Product List
Performance Bond
A Performance Bond guarantees that a contractor will complete an awarded job according to the terms of the contract negotiated with the owner. The bond becomes payable if an unfortunate event, such as the contractor becoming insolvent, prevents the completion of a job according to the agreed upon terms.
Bidders bond
A bid bond is issued as part of a supply bidding process by the contractor to the project owner, to provide guarantee, that the winning bidder will undertake the contract under the terms at which they bid
Advance payment bond
Advance Payment Bond is a guarantee given when money is paid before goods or services are supplied. So, if the client agrees to make an advance payment (sometimes referred to as a down payment) to a supplier, a bond may be required to secure the payment against default by the contractor.
Warranty bond
A warranty bond is a financial guarantee made by a builder to protect the owner of a construction project from defects in materials or workmanship that might arise after the project is completed.
Retention money bond
A Retention Bond is a type of Bond that protects the client after the completion of the contract. Providing guarantee against the amount held by the project owner in case if the work done by contractor is unsatisfactory
Heirs bond
Heir’s bond – Guarantees the payment of all claims that may be filed by any compulsory heir deprived of lawful participation in the estate of the deceased and/ or any unpaid creditor who has a claim against the estate.
About Bonds
A surety bond is a legally binding contract or agreement entered into by three parties: the principal, the obligee, and the surety.
The obligee, usually a government entity, requires the principal, typically a business owner or contractor, to obtain a surety bond as a guarantee against future work performance.

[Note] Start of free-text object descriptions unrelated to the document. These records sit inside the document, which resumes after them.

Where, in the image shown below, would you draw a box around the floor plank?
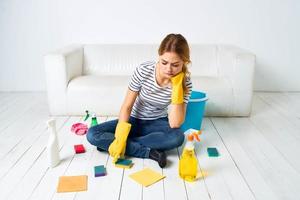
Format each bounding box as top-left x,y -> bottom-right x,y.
119,156 -> 143,200
250,95 -> 300,172
163,149 -> 188,200
73,138 -> 109,200
211,117 -> 281,199
142,154 -> 165,200
257,92 -> 300,131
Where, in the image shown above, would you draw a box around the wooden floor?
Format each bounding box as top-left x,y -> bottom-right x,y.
0,92 -> 300,200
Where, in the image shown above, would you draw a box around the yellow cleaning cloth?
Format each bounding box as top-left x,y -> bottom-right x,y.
57,175 -> 88,193
129,168 -> 165,187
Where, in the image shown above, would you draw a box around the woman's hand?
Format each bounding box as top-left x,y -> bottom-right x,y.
108,121 -> 131,162
169,72 -> 186,128
171,72 -> 184,104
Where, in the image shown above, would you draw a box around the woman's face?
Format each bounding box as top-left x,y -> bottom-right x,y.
158,52 -> 184,79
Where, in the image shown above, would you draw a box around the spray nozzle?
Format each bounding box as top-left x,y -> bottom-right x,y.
84,110 -> 90,121
187,130 -> 202,142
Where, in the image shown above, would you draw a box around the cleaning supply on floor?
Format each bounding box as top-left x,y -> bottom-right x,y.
70,110 -> 91,135
71,123 -> 88,135
94,165 -> 107,177
74,144 -> 86,154
207,147 -> 219,157
129,168 -> 166,187
90,113 -> 98,127
47,119 -> 60,168
57,175 -> 88,193
179,131 -> 201,182
115,158 -> 133,169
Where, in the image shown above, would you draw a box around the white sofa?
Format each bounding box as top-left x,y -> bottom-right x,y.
44,44 -> 255,116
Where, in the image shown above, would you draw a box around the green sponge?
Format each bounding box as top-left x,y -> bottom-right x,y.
207,147 -> 219,157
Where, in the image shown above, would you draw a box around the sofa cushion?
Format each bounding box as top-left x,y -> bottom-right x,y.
67,75 -> 131,115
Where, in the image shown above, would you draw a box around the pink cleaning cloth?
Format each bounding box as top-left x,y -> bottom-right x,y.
71,123 -> 88,135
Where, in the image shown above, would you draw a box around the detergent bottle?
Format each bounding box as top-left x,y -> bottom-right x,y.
179,131 -> 201,182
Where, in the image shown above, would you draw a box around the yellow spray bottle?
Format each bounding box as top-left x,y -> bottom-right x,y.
179,130 -> 201,182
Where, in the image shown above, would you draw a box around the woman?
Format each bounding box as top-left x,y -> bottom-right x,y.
87,33 -> 192,168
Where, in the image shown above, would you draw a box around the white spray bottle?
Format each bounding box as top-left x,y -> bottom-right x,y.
47,119 -> 60,168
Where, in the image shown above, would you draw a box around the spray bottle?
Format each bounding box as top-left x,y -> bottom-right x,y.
47,119 -> 60,168
90,113 -> 98,127
179,130 -> 201,182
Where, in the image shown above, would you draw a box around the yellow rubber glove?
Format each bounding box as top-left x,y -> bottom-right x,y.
171,72 -> 185,104
108,121 -> 131,163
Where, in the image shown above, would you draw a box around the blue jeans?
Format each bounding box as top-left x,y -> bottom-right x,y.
86,116 -> 185,158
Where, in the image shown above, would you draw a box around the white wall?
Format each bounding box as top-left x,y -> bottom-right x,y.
0,0 -> 299,91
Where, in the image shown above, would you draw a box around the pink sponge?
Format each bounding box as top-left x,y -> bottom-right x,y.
71,123 -> 88,135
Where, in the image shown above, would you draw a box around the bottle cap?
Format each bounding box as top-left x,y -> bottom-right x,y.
187,132 -> 201,142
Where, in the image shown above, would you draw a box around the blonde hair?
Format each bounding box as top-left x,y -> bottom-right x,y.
158,33 -> 191,94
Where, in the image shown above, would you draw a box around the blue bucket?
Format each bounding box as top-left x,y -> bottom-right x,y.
181,91 -> 208,132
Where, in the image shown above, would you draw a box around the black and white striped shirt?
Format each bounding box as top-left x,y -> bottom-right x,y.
128,61 -> 193,120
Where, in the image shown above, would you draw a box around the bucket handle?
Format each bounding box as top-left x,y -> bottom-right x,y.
188,97 -> 208,103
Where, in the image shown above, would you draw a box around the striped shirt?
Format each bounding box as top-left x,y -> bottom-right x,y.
128,61 -> 193,120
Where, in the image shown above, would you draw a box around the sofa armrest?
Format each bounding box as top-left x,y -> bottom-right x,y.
217,45 -> 256,116
44,44 -> 83,115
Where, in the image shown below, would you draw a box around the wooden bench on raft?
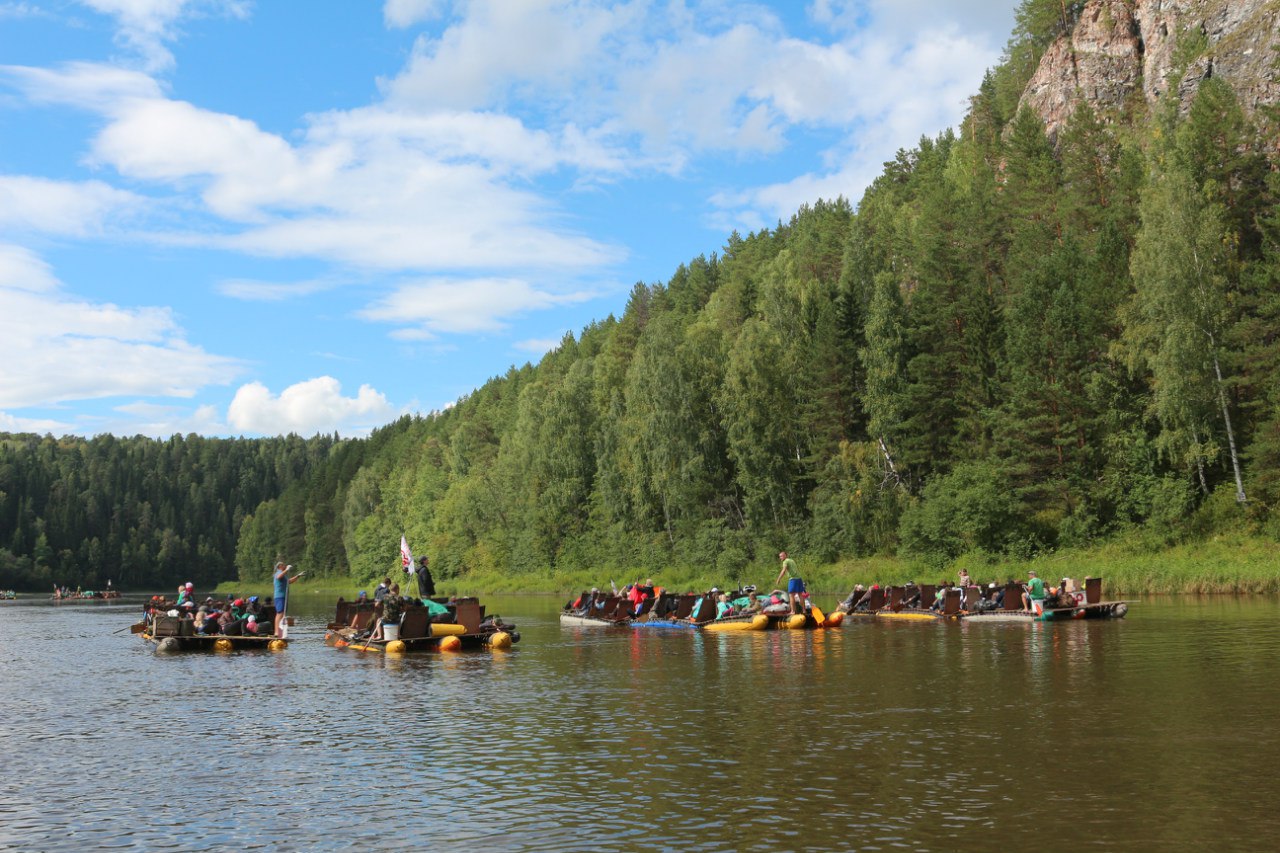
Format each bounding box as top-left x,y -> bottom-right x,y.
672,595 -> 699,620
888,586 -> 904,612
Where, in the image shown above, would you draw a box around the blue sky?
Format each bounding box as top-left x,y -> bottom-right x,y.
0,0 -> 1019,438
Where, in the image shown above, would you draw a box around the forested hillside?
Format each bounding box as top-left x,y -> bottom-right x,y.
0,433 -> 350,590
283,0 -> 1278,586
3,0 -> 1278,591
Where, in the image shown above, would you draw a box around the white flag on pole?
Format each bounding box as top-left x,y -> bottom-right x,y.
400,534 -> 414,573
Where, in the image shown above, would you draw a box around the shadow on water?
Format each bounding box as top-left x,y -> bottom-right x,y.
2,594 -> 1279,851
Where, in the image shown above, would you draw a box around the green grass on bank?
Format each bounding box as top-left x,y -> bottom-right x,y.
215,533 -> 1280,599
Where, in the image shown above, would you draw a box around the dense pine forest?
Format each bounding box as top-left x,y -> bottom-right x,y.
0,433 -> 354,590
3,0 -> 1279,591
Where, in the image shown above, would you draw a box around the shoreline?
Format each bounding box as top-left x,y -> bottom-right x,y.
173,532 -> 1278,599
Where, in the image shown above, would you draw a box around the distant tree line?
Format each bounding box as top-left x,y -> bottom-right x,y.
0,433 -> 348,590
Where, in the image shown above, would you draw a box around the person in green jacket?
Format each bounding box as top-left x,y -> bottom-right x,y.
1022,570 -> 1046,613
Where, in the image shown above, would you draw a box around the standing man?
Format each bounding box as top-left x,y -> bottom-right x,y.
415,555 -> 436,598
1022,569 -> 1046,614
775,551 -> 805,615
273,561 -> 303,637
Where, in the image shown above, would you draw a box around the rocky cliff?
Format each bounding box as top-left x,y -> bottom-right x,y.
1020,0 -> 1280,141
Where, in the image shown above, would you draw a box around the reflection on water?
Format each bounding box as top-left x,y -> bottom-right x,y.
2,594 -> 1279,851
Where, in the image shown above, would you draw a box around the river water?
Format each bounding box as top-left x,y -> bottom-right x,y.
1,593 -> 1277,852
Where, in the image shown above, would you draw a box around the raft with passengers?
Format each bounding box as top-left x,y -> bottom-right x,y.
134,589 -> 289,653
53,585 -> 120,601
324,582 -> 518,654
836,574 -> 1130,623
563,573 -> 843,633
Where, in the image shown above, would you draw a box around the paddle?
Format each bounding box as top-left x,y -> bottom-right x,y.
360,619 -> 380,651
113,622 -> 146,634
810,601 -> 826,627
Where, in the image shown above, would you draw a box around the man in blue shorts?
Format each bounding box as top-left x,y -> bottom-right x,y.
273,562 -> 303,637
775,551 -> 805,615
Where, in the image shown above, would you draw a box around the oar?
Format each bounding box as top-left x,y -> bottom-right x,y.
113,622 -> 146,634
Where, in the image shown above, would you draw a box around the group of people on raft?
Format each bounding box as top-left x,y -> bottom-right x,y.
565,551 -> 814,622
343,555 -> 461,641
52,583 -> 118,600
144,562 -> 304,638
837,568 -> 1080,614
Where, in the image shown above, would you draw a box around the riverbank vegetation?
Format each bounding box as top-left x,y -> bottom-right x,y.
4,2 -> 1280,595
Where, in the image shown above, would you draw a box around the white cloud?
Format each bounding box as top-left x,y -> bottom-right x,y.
216,278 -> 335,302
0,3 -> 53,21
811,0 -> 1019,42
0,410 -> 72,433
513,336 -> 565,355
383,0 -> 642,111
361,278 -> 595,335
5,63 -> 624,272
0,243 -> 240,409
0,244 -> 60,292
106,401 -> 226,436
1,2 -> 1022,318
710,10 -> 1017,227
1,61 -> 164,107
0,175 -> 144,236
76,0 -> 250,72
384,0 -> 443,29
227,377 -> 395,436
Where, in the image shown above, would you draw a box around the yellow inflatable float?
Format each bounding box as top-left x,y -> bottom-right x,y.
702,613 -> 769,632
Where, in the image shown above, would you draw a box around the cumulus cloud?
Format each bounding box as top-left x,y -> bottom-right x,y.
5,62 -> 623,271
384,0 -> 443,29
710,4 -> 1018,226
0,61 -> 165,107
0,410 -> 73,434
0,175 -> 144,236
2,3 -> 1019,276
811,0 -> 1019,42
513,336 -> 566,355
105,401 -> 226,436
361,278 -> 596,336
383,0 -> 642,111
0,243 -> 240,409
0,3 -> 54,21
76,0 -> 249,72
0,244 -> 60,292
227,377 -> 395,436
216,278 -> 335,302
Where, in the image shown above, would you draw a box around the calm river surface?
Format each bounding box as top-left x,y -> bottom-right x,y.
1,593 -> 1278,852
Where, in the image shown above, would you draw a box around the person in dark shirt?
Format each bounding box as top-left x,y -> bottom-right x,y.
415,555 -> 436,597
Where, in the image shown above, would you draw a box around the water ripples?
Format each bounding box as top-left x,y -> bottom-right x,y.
4,596 -> 1280,850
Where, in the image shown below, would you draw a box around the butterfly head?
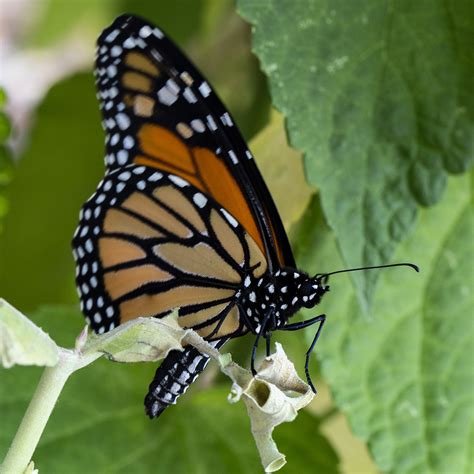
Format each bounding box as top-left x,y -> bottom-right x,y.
297,276 -> 330,309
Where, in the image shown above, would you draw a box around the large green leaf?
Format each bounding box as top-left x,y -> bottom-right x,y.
293,172 -> 473,473
0,74 -> 104,310
237,0 -> 474,306
0,307 -> 339,473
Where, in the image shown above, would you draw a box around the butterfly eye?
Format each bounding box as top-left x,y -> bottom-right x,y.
299,280 -> 315,297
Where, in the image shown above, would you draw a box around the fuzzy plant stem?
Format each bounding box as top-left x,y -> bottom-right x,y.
0,350 -> 100,474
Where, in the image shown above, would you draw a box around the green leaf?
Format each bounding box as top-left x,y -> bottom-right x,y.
0,88 -> 14,238
83,314 -> 187,364
0,149 -> 14,236
0,112 -> 12,143
0,299 -> 59,368
26,0 -> 116,48
0,89 -> 7,108
293,172 -> 473,473
119,0 -> 209,44
0,74 -> 105,310
237,0 -> 474,306
250,110 -> 313,229
0,307 -> 339,474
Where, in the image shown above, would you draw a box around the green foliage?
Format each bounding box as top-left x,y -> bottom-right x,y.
0,90 -> 13,236
0,307 -> 338,473
1,1 -> 473,473
26,0 -> 117,47
0,74 -> 104,310
237,0 -> 474,306
293,172 -> 473,474
0,299 -> 59,368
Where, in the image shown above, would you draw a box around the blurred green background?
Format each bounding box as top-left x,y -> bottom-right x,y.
0,1 -> 472,473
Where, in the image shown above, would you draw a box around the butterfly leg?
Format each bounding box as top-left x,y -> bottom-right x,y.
281,314 -> 326,393
265,333 -> 272,357
250,309 -> 274,376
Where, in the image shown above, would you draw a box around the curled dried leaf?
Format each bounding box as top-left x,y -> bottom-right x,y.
184,330 -> 314,472
221,343 -> 314,472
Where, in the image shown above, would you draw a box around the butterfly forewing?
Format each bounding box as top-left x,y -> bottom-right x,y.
95,14 -> 295,270
72,165 -> 267,339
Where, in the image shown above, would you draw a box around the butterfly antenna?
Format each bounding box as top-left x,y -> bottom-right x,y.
317,262 -> 419,280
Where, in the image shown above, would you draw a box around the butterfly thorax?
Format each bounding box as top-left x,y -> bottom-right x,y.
238,268 -> 329,333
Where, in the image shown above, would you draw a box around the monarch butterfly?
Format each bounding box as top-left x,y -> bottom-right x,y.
72,14 -> 417,418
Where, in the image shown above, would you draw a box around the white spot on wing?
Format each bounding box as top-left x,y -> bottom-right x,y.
221,113 -> 233,126
116,113 -> 130,130
139,25 -> 153,38
123,136 -> 135,149
105,29 -> 120,43
206,115 -> 217,131
190,119 -> 205,133
153,27 -> 164,39
110,45 -> 122,57
228,150 -> 238,164
118,171 -> 131,180
110,133 -> 119,146
107,65 -> 117,78
183,87 -> 197,103
148,172 -> 163,182
117,150 -> 128,165
169,175 -> 188,188
166,79 -> 180,94
158,86 -> 178,106
221,209 -> 238,228
199,81 -> 211,97
193,193 -> 207,208
123,37 -> 136,49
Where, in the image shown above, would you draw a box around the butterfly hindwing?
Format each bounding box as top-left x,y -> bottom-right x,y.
72,164 -> 268,339
95,14 -> 295,270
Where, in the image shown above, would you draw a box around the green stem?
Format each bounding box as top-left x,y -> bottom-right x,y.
0,349 -> 100,474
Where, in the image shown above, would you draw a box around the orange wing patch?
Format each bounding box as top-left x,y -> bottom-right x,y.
119,286 -> 234,322
122,192 -> 191,238
103,208 -> 163,238
104,264 -> 172,299
125,52 -> 160,76
195,305 -> 240,339
99,237 -> 146,268
134,124 -> 264,254
154,242 -> 241,284
122,72 -> 153,93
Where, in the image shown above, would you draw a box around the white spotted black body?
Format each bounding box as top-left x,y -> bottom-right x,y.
238,269 -> 328,334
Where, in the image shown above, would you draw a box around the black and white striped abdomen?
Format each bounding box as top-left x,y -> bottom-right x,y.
144,339 -> 227,418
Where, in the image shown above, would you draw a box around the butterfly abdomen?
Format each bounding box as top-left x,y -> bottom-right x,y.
145,339 -> 227,418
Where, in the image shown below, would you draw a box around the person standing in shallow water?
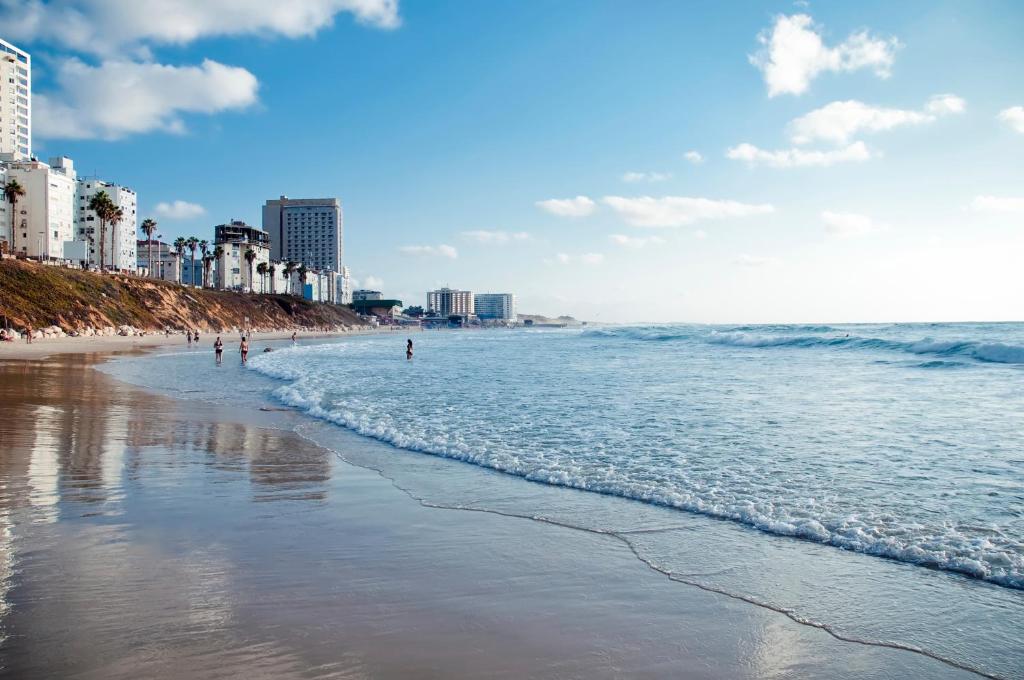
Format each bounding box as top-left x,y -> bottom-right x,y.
240,336 -> 249,364
406,338 -> 413,360
214,336 -> 224,365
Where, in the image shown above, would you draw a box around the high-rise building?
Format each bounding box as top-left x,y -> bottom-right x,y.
262,196 -> 343,273
427,287 -> 474,317
3,156 -> 77,260
0,38 -> 31,162
474,293 -> 517,321
77,178 -> 138,270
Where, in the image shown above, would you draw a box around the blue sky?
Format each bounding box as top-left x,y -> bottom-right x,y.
5,0 -> 1024,322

All surety bonds have the same basic structure. Unlike a traditional loan or insurance agreement, which typically involves two distinct parties, a surety bond means an agreement between three parties:
Obligee
This is the party owed the obligation from the principal. This party could be the general public who benefits from the principal conducting business per applicable laws and regulations. This party could also be an entity like a government agency that has hired the principal to complete a specific task or project. If an obligee feels the principal hasn’t met the terms of the agreement, the obligee may file a claim against the surety bond seeking financial compensation for damages.